Recommendations

Overview

The recommendations feature is key in helping marketers engage and retain their customer base as it provides the capability to create personalized content for each user based on their unique historical data.

Using recommendations in campaigns and journeys will boost overall engagement throughout the user’s lifecycle across multiple channels such as, in-apps, batch campaigns, or push notifications. Powered by a scalable architecture, this feature can cater to the millions of users you are trying to reach.

How it Works

The following demonstrates how recommendations work:

  • Once a catalog is uploaded into CleverTap, after 24 hours, the relationships among catalog items are used to form the basis of generating recommendations for a particular event.
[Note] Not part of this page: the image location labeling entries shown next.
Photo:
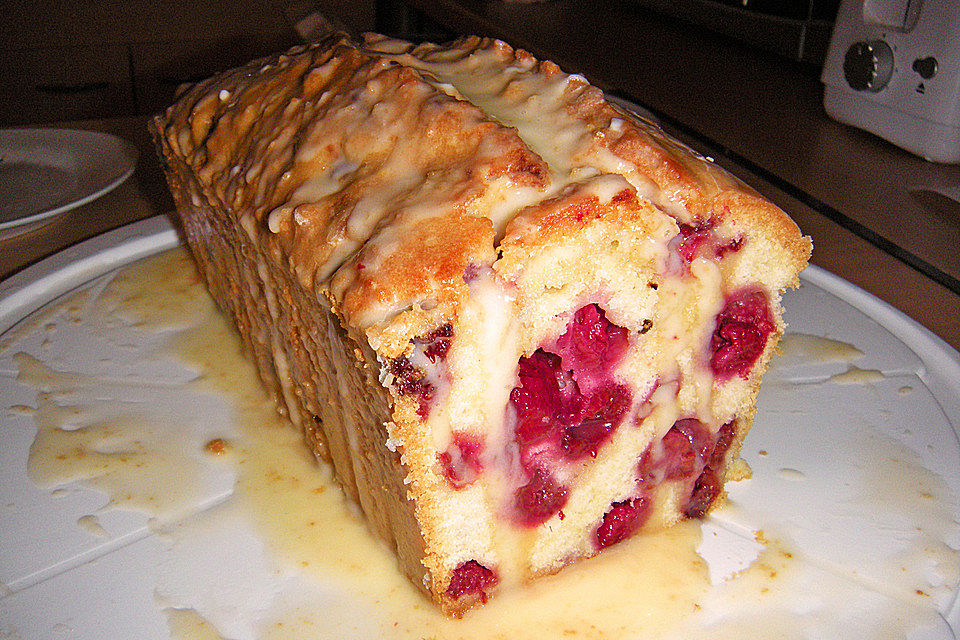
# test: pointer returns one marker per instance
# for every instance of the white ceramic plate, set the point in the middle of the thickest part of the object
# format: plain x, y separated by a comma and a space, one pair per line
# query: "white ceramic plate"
46, 172
830, 456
The catalog can also pick items to serve up recommendations.
  • Then, you can create a recommendation by defining certain rules that indicate which catalog you want to use, the catalog value, the event on the basis of which recommendation is to be generated, the lookback window, and any specific filtering criteria.
  • While building a campaign or journey, use recommendations to personalize each interaction with each one of your users to create a delightful experience.
  • Once the recommendation is built into a campaign or journey, your users will receive personalized recommendations based on their past history of interaction with other products.

Examples

Below are some examples showing how recommendations can be used:

  1. John receives relevant and timely recommendations to purchase soccer merchandise as he recently added a pair of soccer shoes to his shopping cart. His list of recommendations would be based upon what other people interested in purchasing soccer shoes have been doing around this time of the year.

  2. Jane has just watched Game of Thrones. Next, she receives an instant, in-app recommendation that suggests her to watch similar English drama series and other titles that are often viewed by viewers who also watch Game of Thrones. These recommendations are also sensitive to recent trends and patterns.